On my summer vacation, I went straight to. . .well, it was the Pastor's idea, actually. He thought that maybe if a group of us visited Hell, we would be more fervent in evangelism. Car-pooling was Sister Samantha's idea, though one wiseacre suggested we could go in a handbasket. Cute.

It doesn't take long to get there--especially in a car full of screaming children--so we quickly reached the outskirts, a frenzy of freeways, smoke-stacks, and everlasting road construction. At first, we thought it was Chicago.





We drove through a maze of slums and suburbs until we reached the Motel Six-Sixty-Six at Sulphur Springs. Our agent had booked us on the economy plan.

Since the next day was Sunday, we looked around for a church. No problemo. Hell has every denomination you can think of. So we picked a place that was serving brunch. The service was long and boring, and although God's name came up in songs and liturgy, no one seemed to know much about Him. It wasn't really all that different from back home.
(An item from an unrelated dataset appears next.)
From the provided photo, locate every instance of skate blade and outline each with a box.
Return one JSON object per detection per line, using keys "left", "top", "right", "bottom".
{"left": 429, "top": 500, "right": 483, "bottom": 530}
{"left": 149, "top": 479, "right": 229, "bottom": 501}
Monday, we toured the correctional facility at Pitchfork Falls.

Walking down the long linoleum corridor, we heard a hideous screaming. When we came to the first open doorway, I thought the flickering lights were flames, but then I realized the room was filled with projectors casting ghoulish, strobing images on the walls and the faces of the damned--fuzzy, distorted images of palm trees, tropical sunsets, and water-skiers.






"Have no pity, " said the tour guide. "In their lifetime, these wretches lured innocent victims into their homes and subjected them to endless vacation slide shows."

The next room was filled with radios--hundreds of them--all screeching at full volume, while tormented souls writhed to the wail of rock, rap, and sports-casting. In life, they had played blaring boom boxes outdoors on quiet residential streets. Oh, if only they could go back and undo their wrongs. 


On second thought, naaaaa.




We saw room after room of agony and pain. In one, former ministers sat chained to hard benches listening to scatter-shot sermons that never came to a point. My husband squirmed when he saw men sitting for hours in buckets of ice water. Their crime? Leaving the toilet seat up. And when I saw those poor disfigured women branded with bar codes, I vowed never again to shop at a discount store without making sure each item in my cart has a price on it.

They were all there--dishonest auto mechanics, telephone solicitors, check-bouncing Congressmen, and the tech support people that leave you on hold for eternity. There is a God, and He's mad.

I don't think we're going back next year. It's getting too touristy and practically everybody goes there for the summer. But we've got some great slides of the trip, if you'd care to flip the light switch.


Well, on second thought, let's skip the slides.





DISCLAIMER: This piece was written just in fun. No actual theological doctrines were harmed in the writing of this parody of Dante's Inferno, Volume One of The Divine Comedy.